Aktuelle Arbeiten zur Digitalisierung in der kulturellen Bildung
In der Postersession wurden aktuelle Arbeiten aus der Förderrichtlinie und darüber hinaus präsentiert und diskutiert. Thematisch deckten die Arbeiten ein sehr breites Spektrum der kulturellen Bildung ab:
- Lewalter, Moser, Novak & Schwan (Technische Universität München): Netzwerkarbeit zu informellen Lernorten im Spannungsfeld von Authentizität und Digitalität
- Lotz & Bergner (Staatliche Akademie der Bildenden Künste Stuttgart): Niederschwelliger Zugang zu Technik für künstlerische Studiengänge durch vorstrukturierte Plattformen
- Smolarczyk, Uhing & Kröner (Hochschule Rhein-Waal und Friedrich-Alexander-Universität Erlangen-Nürnberg). EnvironMINT: Gelingensbedingungen für eine erfolgreiche Zusammenarbeit von Kindern, Eltern, Schulen und FabLabs für nachhaltige MINT-bezogene Maker-Aktivitäten
- Zühlke, Rittershaus, Jenett & Steinberg (Goethe-Universität Frankfurt a.M., Hochschule Mainz, Deutsche Sporthochschule Köln): #digitanz – wie verändern sich Lehr- und Lernverhalten durch die digitale Unterstützung?
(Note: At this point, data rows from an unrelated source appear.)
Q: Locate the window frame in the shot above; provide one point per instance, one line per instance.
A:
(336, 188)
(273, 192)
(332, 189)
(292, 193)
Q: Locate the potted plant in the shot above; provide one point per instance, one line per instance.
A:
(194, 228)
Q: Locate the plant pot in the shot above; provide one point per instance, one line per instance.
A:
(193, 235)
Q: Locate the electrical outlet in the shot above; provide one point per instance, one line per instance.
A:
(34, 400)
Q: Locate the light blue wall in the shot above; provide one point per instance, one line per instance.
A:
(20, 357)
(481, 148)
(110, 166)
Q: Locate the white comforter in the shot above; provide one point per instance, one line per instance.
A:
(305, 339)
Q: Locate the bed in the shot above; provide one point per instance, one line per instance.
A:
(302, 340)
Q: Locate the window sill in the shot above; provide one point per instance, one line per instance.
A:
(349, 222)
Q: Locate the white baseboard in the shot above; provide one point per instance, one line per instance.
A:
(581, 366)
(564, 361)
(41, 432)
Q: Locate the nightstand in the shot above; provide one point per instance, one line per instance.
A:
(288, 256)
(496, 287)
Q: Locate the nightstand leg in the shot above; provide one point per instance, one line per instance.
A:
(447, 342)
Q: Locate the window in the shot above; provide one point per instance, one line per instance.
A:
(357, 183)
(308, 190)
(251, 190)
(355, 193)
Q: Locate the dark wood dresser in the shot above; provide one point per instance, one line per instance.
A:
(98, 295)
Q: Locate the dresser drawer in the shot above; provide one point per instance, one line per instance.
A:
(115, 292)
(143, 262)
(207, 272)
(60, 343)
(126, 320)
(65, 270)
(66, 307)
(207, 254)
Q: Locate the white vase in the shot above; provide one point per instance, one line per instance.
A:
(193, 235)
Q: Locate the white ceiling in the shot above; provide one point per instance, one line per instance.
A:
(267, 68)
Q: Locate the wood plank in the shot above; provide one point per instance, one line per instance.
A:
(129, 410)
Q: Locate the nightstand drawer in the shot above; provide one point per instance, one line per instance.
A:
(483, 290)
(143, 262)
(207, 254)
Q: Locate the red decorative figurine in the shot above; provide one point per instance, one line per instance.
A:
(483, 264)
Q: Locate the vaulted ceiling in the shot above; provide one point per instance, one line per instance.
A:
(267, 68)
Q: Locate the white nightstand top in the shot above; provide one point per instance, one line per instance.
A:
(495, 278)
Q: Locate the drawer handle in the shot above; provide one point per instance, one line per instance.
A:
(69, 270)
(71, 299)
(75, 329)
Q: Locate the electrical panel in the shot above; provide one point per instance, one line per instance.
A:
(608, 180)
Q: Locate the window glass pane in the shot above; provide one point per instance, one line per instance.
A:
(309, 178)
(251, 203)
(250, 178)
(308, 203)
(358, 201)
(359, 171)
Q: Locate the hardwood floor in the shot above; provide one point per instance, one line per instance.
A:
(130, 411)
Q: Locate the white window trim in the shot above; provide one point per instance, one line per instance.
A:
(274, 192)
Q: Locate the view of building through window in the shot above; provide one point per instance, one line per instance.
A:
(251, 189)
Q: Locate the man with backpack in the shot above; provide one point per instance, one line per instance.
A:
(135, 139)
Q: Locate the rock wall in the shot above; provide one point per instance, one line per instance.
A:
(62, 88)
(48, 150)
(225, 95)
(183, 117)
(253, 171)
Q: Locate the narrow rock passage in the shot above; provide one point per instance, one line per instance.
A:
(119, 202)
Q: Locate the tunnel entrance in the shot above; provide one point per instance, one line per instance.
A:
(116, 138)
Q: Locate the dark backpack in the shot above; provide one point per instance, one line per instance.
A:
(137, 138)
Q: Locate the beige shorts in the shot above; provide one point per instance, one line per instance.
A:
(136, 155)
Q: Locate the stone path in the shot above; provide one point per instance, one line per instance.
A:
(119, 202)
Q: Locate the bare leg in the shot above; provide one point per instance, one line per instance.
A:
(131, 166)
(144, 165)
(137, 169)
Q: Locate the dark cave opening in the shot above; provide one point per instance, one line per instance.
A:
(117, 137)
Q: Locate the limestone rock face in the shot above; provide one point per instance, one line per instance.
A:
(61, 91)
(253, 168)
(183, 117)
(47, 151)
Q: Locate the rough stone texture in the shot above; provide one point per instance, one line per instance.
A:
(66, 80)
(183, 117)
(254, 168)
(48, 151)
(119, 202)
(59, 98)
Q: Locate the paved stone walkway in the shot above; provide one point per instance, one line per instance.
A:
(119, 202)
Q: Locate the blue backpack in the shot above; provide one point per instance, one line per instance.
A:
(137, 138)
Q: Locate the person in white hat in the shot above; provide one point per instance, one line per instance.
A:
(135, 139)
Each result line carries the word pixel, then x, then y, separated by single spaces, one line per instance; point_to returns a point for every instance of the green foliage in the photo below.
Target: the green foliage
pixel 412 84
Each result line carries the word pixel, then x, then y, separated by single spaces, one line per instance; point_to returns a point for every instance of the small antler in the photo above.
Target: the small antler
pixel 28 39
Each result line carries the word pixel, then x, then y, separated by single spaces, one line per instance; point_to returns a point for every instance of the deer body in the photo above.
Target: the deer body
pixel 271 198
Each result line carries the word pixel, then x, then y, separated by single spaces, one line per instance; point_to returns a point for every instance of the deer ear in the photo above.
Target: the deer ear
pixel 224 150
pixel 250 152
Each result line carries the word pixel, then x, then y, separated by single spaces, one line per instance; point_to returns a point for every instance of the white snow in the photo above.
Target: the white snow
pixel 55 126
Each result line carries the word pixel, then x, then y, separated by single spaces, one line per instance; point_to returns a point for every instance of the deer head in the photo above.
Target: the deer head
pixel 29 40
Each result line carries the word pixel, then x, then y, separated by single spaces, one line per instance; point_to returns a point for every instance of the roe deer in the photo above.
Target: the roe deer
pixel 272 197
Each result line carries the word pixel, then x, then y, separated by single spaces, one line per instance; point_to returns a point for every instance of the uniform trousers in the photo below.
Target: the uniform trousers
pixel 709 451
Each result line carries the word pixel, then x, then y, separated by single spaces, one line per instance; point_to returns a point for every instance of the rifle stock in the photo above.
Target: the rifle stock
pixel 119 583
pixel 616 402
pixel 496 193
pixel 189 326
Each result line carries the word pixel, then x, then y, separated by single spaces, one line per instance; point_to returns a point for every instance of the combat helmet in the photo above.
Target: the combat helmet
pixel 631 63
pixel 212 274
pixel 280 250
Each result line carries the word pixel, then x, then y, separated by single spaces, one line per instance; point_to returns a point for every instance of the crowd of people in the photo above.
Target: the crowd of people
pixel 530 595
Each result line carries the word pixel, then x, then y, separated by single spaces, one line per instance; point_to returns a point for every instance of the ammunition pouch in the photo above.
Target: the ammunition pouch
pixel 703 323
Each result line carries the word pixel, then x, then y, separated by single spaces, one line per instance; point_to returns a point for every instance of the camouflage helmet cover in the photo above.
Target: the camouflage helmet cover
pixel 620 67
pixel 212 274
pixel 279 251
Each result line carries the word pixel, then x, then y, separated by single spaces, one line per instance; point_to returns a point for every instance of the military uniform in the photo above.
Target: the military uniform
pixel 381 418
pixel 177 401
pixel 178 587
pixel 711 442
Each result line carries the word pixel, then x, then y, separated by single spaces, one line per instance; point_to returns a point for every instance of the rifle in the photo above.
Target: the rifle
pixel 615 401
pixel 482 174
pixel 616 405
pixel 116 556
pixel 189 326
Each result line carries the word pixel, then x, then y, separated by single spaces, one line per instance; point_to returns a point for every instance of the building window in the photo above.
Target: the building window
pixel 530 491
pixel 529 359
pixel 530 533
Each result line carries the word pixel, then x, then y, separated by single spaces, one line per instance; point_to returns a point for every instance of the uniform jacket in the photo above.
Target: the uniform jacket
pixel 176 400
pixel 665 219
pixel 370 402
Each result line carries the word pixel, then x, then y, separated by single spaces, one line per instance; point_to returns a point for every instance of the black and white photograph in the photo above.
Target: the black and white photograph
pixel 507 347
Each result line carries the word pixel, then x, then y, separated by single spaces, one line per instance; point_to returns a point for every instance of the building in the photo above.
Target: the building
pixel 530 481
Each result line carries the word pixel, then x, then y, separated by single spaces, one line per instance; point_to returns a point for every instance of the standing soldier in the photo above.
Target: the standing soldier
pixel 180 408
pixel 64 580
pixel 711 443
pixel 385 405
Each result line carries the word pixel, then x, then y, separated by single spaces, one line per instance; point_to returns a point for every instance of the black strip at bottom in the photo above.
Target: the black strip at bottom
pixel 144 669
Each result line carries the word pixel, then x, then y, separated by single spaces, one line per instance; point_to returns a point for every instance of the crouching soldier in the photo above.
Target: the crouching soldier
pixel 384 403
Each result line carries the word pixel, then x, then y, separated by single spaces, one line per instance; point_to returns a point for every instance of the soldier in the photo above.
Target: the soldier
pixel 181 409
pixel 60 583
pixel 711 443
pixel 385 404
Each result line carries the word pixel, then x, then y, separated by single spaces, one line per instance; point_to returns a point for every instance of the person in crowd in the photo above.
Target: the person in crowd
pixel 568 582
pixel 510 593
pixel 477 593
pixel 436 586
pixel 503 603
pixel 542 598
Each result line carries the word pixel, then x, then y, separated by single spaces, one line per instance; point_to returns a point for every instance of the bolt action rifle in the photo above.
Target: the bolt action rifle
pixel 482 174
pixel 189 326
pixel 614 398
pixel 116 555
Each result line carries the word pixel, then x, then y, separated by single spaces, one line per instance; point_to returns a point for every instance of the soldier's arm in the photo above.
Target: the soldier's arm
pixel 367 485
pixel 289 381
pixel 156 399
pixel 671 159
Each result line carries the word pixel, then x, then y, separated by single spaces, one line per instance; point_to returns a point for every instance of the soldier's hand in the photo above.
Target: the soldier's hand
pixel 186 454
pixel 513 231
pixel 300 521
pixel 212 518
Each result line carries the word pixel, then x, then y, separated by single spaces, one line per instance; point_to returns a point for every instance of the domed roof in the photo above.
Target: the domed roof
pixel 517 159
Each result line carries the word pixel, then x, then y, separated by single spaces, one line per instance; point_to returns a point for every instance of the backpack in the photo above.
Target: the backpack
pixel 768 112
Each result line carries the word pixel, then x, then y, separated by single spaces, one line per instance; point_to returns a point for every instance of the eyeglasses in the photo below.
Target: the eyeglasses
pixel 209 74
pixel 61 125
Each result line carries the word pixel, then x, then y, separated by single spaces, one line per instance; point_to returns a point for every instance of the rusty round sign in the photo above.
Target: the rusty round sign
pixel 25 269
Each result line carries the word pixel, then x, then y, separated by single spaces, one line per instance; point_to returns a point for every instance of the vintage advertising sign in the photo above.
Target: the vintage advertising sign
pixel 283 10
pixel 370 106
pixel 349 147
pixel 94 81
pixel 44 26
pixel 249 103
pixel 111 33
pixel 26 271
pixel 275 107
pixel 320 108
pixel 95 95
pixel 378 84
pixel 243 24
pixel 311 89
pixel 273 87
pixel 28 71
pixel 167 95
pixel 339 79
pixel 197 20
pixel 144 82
- Rittner, Koch, Zühlke & Steinberg (Goethe-Universität Frankfurt a.M., Hochschule Mainz, Deutsche Sporthochschule Köln): #digitanz – Vorstellung der App lite.digitanz.de für den Einsatz in der Tanzvermittlung
- Flasche, Sprethuber & Jörissen(Friedrich-Alexander-Universität Erlangen-Nürnberg): öffentliche Bibliotheken als Ankerstrukturen für innovative Entwicklung ländlicher Kulturlandschafen und für digitale Teilhabe
- Birnbaum, Wilhelm, Chilla & Kröner (Friedrich-Alexander-Universität Erlangen-Nürnberg): Kultur als Aspekt von Ortsbindung zu ländlichen Räumen in Zeiten der Digitalisierung
- Graf, Reinwand-Weiss, Knackstedt, Heid & Roßkopf (Universität Hildesheim): Multimethodische Analyse rezensiver Texte zu Literatur und Bildender Kunst. Das Projekt Rez@Kultur
- Christ, Birnbaum, Smolarczyk & Kröner (Friedrich-Alexander-Universität Erlangen-Nürnberg): Verortung der Förderrichtlinie DiKuBi und ihrer Vorhaben im Kontext der internationalen Forschung zur Digitalisierung in der kulturellen Bildung, Projekt: DiKuBi-Meta TP2
- Jörissen & Krämer (Friedrich-Alexander-Universität Erlangen-Nürnberg): Digitalisierung in der Kulturellen Bildung. Erträge gegenwärtiger DiKuBi-Forschung in qualitativ-metatheoretischer Perspektive
- Pasuchin (Mozarteum Salzburg): Historische Einordnung der qualitativen (Praxis-)Forschung
Fazit
Die Tagung bot – wie schon die DiKuBi-Förderrichtlinie – ein inspirierendes Umfeld für Forschende in der kulturellen Bildung. Es ergaben sich vielfältige Perspektiven für die Forschung im Feld der kulturellen Bildung Auf inhaltlicher Seite wurde deutlich, dass vor dem Hintergrund digitalisierungsbedingter gesellschaftlicher Transformationen einige Gegenstandsbereiche mit hoher Relevanz für die (digitale) kulturelle Bildung bislang von Akteuren auf diesem Feld wenig beforscht werden. Aus methodischer Perspektive sollte ausgehend von differenzierten theoretischen Konzepten das Potenzial empirischer Forschung zur Digitalisierung in der kulturellen Bildung konsequent genutzt werden. Dementsprechend sollte darauf hingearbeitet werden, ausgehend von differenzierten Theorien und aufbauend auf methodisch stringente qualitativ- und quantitativ-empirischer Studien stichhaltige Evidenz und praxistaugliche Interventionskonzepte zu entwickeln.